The bill’s first stop was the Committee on Judiciary, which reported it through with amendments. The Committee on Finance took it up today, but it turned the bill aside by a 6-3 vote. According to The Advocate, pushback centered around timidness over expansion and concerns over the cost of implementation.
That appears to be the end of the road for this bill, but a House bill from Rep. Major Thibaut remains on file.
DFS bill advances
H 484 was introduced by Rep. Kirk Talbot. It aims to create the Louisiana Fantasy Sports Contests Act to legalize DFS contests in the state. Regulation would be left to the Louisiana Gaming Control Board.
The Committee on Administration of Criminal Justice advanced the bill onto the floor last month, and the full chamber took it up late this evening.
The bill passed the House 67-23 without any debate.
The DFS bill will also be subject to a voter referendum at the parish level, if it passes. Only in parishes that approve the measure would residents be allowed to play fantasy sports from home. Talbot originally targeted next year for the referendum, but the timeline was moved up by amendment. Voters are now proposed to decide the issue on the Nov. 6 ballot this year.
Unless and until a bill becomes law, DFS remains illegal statewide.
Parish-by-parish legalization?
Lousiana’s constitution gives voters substantial control over the law. Here’s the relevant section of the gambling statutes:
No law authorizing a new form of gaming, gambling, or wagering not specifically authorized by law prior to the effective date of this Paragraph shall be effective nor shall such gaming, gambling, or wagering be licensed or permitted to be conducted in a parish unless a referendum election on a proposition to allow such gaming, gambling, or wagering is held in the parish and the proposition is approved by a majority of those voting thereon.
It’s a mouthful, but it basically leaves expansion in the hands of local voters.
For those in other states, a parish is what you probably call a county (or a borough, if you’re one of our many Alaskan readers). Expansion in Louisiana is therefore dictated at the county level. This is another item that was amended into the bill; the introduced version called for a statewide referendum.
Things become a bit strange if the referendum results in patchwork legalization.

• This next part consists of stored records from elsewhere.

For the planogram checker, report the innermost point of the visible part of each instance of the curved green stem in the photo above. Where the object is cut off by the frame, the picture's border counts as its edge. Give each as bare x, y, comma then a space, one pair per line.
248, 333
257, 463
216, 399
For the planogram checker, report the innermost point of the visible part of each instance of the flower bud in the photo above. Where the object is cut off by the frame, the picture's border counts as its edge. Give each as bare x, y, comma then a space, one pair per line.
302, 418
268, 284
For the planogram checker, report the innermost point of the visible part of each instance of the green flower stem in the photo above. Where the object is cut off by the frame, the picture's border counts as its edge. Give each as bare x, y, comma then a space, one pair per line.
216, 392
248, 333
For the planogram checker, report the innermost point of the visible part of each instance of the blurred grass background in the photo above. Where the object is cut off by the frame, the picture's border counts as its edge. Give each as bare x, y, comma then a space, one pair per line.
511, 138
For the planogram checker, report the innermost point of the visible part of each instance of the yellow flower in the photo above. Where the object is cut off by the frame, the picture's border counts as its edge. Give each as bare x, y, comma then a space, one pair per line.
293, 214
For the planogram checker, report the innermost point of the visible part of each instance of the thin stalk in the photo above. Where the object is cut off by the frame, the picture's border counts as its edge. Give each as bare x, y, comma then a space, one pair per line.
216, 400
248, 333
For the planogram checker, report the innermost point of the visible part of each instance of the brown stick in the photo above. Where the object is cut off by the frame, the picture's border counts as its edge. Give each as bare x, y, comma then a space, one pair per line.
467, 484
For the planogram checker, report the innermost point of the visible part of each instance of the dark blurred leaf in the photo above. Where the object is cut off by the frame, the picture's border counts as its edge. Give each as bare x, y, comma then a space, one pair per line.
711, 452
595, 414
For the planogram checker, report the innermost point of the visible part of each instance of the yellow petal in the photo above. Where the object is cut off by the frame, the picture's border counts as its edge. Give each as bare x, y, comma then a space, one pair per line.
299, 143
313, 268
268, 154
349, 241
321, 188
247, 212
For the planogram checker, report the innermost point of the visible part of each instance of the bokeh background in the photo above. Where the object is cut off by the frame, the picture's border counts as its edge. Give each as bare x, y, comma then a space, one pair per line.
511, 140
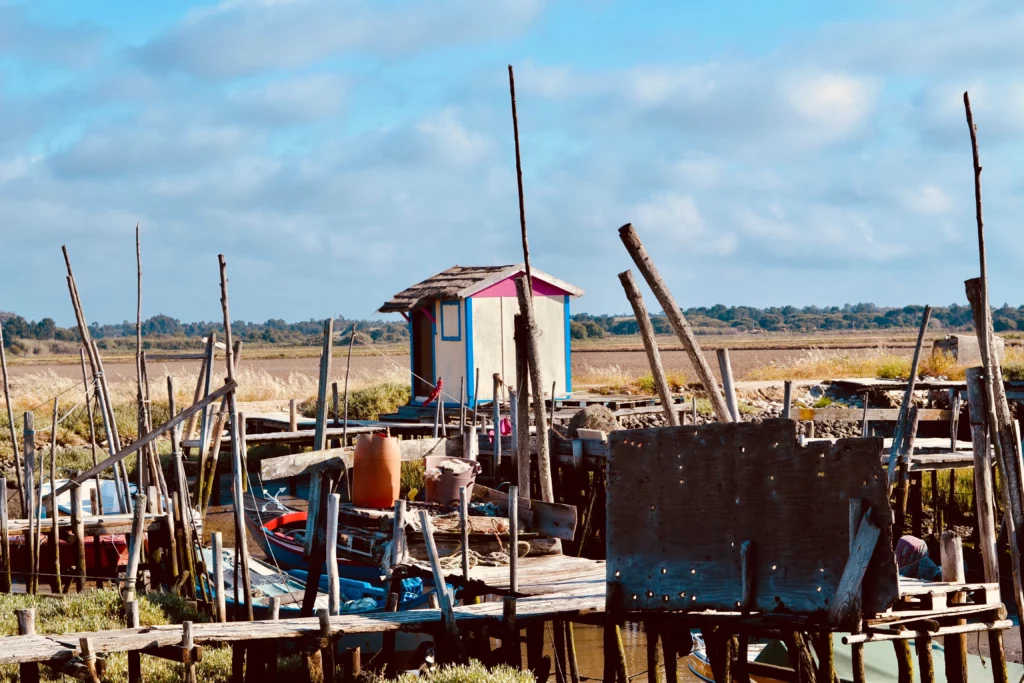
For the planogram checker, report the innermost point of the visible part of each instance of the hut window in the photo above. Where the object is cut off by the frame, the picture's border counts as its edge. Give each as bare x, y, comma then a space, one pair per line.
451, 322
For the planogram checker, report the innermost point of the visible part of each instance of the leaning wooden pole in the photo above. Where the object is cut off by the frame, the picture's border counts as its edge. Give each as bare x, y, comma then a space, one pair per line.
537, 382
242, 547
518, 173
10, 422
902, 419
647, 268
649, 345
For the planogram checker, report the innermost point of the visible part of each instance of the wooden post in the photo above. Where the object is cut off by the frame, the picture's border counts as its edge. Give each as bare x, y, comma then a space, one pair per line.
134, 657
28, 673
464, 527
1001, 437
448, 612
510, 634
523, 445
96, 509
238, 464
537, 382
513, 539
728, 386
903, 419
5, 583
10, 422
389, 638
188, 644
78, 528
217, 542
135, 547
923, 644
398, 546
676, 318
54, 512
352, 665
984, 496
653, 633
951, 552
89, 658
331, 546
518, 173
904, 663
649, 345
496, 411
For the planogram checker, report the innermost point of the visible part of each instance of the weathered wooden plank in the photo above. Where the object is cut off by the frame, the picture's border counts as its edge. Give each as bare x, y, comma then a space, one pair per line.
318, 461
681, 501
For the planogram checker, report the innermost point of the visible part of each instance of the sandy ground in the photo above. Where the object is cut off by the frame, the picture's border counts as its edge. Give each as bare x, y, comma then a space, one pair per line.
367, 368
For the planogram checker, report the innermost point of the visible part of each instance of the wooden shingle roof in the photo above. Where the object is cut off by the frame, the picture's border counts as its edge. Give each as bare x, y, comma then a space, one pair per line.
460, 282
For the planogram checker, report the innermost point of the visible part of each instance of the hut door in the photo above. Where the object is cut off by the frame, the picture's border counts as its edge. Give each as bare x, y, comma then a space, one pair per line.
423, 354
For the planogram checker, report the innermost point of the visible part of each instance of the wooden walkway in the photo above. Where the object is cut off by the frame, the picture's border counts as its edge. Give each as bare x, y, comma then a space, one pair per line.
577, 600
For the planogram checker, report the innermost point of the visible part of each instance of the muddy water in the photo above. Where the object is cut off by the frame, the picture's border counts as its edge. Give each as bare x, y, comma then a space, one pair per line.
590, 652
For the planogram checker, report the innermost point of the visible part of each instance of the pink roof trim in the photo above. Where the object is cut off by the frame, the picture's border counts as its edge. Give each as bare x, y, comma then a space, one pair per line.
506, 288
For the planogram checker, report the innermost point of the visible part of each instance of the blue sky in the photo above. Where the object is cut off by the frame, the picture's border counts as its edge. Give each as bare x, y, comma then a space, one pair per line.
336, 151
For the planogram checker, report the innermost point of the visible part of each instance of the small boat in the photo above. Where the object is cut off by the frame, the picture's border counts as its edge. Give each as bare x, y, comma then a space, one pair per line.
699, 666
281, 532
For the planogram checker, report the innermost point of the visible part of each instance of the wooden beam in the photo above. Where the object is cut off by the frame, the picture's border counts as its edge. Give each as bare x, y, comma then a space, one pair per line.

The onus will be on operators to ensure that unapproved parishes don’t participate. There are, by the way, 64 of them in Louisiana. Geolocation is robust enough to make this possible, but it’s not exactly practical. It’s odd to consider a scenario in which someone would be prohibited from entering a DFS contest from home, but allowed to do so from a few blocks away.
The referendum may create some unusual situations in the state, but it’s a statutory necessity.
Next steps and timeline
The bill now awaits assignment to a Senate committee, where it could face the same group that just voted down sports betting. Committees and the full chamber would need to pass the measure as written in order to send it to the governor for signature.
Time is starting to get short for lawmakers. The Louisiana legislature stays in session longer than most states, but it’s set to adjourn in about six weeks.
The online gambling bill, incidentally, appears to be on hold until next year.